The Pros and Cons of 401(k)s
If you’ve worked for a medium or large company, chances are good you’ve heard of or have a 401(k) plan. It’s the most popular retirement savings plan in the U.S. A 401(k) plan is a retirement savings plan sponsored by one’s employer. It allows employees to set aside a percentage of their income to save for retirement, usually through direct deposit.
Many employees take advantage of employer-sponsored 401(k) plans, but they don’t quite understand how they work, and what their pros and cons are. We’re going to clear that up in this post. We’ll start with the pros.
Pros of 401(k) plans
The great thing about 401(k)s is that they encourage employees to start saving for retirement now, and they provide a means to do it. To understand why this is such a great benefit, you need to understand that many Americans have either too little or nothing saved for retirement. That means they do not have the means to ever stop working. This is a huge problem, and the 401(k) helps to ensure most employed Americans have a means of saving something. Some employers go a step further than just offering a 410(k). They even match an employee’s contribution up to a certain percentage.
Another nice feature of the 401(k) is the tax advantage. When employees put part of their earnings into a 401(k), that contribution is not taxed, which reduces their annual taxable income. That money is taxed later when it is withdrawn because—the theory is—when a person is ready to withdraw their 401(k) savings for retirement (starting at 59 ½ ), they will be in a lower tax bracket than when they were in their prime earning years. Therefore, they are taxed less on those contributions overall.
In addition to the tax advantage, 401(k)s also have high contribution limits: $19,500 per year for people 49 years old and under, and $25,000 per year for those 50 and older.
Cons of 401(k) plans
While there are some very strong benefits of 401(k) plans, they are some cons to consider. For example, not every employer offers 401(k) plans, usually due to the high fees. Offering employees 401(k) retirement plans isn’t cheap.
And 401(k)s are lacking in variety. There are two types—traditional and Roth. Traditional 401(k)s defer taxation until you withdraw from the account, whereas Roth 401(k)s are taxed now. There are different opinions about which is better. Some believe it’s better to be taxed later when you’re out of your prime earning years and in a lower tax bracket. Others think it’s risky to assume you will be in a lower tax bracket when you’re ready to retire or that taxes won’t increase by that time.
Another downside to 401(k)s is the early withdrawal penalty. If you withdraw from your account before age 59 ½ then you will be penalized 10% of the amount you withdrew. Imagine you want to buy a house and you have to withdraw $5,000 from your 401(k) for a down payment—not an ideal scenario, but it happens. To take $5,000, you will pay a $500 fee. Yikes!
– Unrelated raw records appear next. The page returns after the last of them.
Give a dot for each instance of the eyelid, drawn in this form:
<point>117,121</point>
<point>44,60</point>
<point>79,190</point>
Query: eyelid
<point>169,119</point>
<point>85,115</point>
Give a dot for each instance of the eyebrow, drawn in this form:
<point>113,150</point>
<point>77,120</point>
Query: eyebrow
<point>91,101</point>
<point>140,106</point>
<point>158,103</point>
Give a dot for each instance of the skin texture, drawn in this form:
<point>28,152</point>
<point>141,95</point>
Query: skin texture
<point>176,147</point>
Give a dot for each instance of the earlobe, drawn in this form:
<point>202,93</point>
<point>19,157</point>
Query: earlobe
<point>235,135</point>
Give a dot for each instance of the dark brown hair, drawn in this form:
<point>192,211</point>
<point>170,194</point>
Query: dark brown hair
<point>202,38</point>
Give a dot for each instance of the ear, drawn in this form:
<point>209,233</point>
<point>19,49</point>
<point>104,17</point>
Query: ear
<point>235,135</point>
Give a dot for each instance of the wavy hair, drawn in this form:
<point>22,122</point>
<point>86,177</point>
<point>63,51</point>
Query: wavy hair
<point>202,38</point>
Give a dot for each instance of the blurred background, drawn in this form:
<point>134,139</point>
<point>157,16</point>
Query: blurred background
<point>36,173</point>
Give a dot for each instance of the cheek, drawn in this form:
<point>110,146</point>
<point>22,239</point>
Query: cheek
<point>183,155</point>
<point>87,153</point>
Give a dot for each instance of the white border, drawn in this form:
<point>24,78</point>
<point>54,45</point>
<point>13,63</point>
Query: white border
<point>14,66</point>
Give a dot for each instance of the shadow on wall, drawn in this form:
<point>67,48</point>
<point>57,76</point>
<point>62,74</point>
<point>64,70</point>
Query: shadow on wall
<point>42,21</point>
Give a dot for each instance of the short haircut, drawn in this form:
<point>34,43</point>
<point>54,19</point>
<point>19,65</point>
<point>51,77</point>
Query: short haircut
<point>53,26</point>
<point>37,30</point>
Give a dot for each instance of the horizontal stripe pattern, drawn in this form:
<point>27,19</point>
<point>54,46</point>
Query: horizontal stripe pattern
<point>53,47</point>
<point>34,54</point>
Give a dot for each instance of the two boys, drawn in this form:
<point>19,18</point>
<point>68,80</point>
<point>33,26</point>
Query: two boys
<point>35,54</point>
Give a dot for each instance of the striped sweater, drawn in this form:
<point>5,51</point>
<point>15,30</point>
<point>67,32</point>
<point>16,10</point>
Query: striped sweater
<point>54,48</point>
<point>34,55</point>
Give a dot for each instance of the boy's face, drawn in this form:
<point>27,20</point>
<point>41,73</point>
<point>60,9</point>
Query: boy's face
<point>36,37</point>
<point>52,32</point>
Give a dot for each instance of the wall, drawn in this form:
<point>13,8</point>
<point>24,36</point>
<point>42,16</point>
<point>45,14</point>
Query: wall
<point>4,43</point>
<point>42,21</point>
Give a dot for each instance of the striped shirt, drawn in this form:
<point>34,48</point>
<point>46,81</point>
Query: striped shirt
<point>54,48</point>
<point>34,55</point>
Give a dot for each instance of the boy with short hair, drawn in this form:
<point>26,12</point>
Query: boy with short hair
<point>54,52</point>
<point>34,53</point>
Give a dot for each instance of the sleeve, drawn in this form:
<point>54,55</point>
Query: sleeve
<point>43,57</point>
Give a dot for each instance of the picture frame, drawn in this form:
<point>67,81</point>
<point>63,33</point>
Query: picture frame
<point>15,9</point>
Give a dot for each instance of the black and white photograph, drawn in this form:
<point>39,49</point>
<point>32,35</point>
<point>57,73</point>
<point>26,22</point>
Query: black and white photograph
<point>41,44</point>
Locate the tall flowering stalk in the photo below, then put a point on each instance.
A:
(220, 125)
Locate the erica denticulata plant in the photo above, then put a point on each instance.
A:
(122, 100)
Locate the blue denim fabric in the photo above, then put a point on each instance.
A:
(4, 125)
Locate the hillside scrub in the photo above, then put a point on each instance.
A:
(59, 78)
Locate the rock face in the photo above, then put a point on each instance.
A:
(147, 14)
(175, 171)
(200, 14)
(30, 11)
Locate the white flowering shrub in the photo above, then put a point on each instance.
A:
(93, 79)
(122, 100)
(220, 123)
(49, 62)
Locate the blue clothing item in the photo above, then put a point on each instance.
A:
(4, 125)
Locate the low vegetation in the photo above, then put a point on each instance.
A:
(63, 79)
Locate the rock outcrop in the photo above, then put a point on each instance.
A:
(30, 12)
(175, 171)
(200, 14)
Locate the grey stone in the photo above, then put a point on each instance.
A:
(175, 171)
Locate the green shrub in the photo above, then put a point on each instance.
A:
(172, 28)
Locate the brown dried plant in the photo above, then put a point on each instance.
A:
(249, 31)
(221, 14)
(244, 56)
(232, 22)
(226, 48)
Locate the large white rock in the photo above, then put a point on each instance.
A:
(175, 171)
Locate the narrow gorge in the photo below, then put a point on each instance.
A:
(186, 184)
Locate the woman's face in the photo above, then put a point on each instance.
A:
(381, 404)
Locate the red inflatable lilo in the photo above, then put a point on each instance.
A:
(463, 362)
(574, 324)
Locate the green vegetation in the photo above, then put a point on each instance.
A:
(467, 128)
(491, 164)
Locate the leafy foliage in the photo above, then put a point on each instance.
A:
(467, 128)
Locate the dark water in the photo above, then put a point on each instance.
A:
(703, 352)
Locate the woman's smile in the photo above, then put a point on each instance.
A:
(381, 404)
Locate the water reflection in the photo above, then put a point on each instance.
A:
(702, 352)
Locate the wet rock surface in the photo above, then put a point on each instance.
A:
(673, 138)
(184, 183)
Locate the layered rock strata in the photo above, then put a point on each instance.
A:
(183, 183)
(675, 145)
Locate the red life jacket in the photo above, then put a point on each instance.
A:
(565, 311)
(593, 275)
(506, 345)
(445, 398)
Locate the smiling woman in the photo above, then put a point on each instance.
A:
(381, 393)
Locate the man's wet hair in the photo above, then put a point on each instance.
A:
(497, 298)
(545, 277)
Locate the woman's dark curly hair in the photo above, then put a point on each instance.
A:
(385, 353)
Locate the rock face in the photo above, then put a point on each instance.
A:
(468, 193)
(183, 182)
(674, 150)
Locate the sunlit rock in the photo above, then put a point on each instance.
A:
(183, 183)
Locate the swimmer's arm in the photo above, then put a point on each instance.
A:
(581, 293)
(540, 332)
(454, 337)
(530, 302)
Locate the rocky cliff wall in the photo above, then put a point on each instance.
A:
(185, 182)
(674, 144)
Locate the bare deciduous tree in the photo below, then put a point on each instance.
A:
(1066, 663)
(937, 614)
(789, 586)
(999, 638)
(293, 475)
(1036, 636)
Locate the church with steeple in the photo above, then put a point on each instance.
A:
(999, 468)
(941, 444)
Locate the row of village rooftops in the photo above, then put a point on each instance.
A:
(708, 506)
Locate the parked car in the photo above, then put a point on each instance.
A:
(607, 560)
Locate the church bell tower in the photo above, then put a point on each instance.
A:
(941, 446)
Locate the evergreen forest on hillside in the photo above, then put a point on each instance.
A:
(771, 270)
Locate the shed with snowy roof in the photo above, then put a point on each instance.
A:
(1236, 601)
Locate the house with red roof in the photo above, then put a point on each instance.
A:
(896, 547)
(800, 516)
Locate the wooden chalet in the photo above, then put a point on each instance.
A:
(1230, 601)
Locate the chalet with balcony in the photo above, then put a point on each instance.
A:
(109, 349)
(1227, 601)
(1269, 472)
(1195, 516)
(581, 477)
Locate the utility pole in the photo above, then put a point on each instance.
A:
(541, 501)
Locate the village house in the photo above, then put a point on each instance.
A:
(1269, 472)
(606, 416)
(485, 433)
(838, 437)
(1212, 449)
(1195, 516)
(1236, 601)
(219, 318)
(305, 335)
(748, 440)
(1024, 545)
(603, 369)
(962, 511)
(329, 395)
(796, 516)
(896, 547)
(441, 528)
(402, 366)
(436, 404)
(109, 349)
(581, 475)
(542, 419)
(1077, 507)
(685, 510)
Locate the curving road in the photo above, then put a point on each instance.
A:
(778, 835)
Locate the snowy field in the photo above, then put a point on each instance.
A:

The last downside of the 401(k) that I’ll go into is the lack of guidance provided. When you opt into a 401(k), you rarely get any explanation and even more rarely do you get professional guidance. That could mean that you’re putting hard-earned money into a retirement account that isn’t at all optimized. What do you do about that? We recommend seeking out professional guidance. Meet with a financial advisor who can provide better direction about how you can optimize your 401(k) contributions.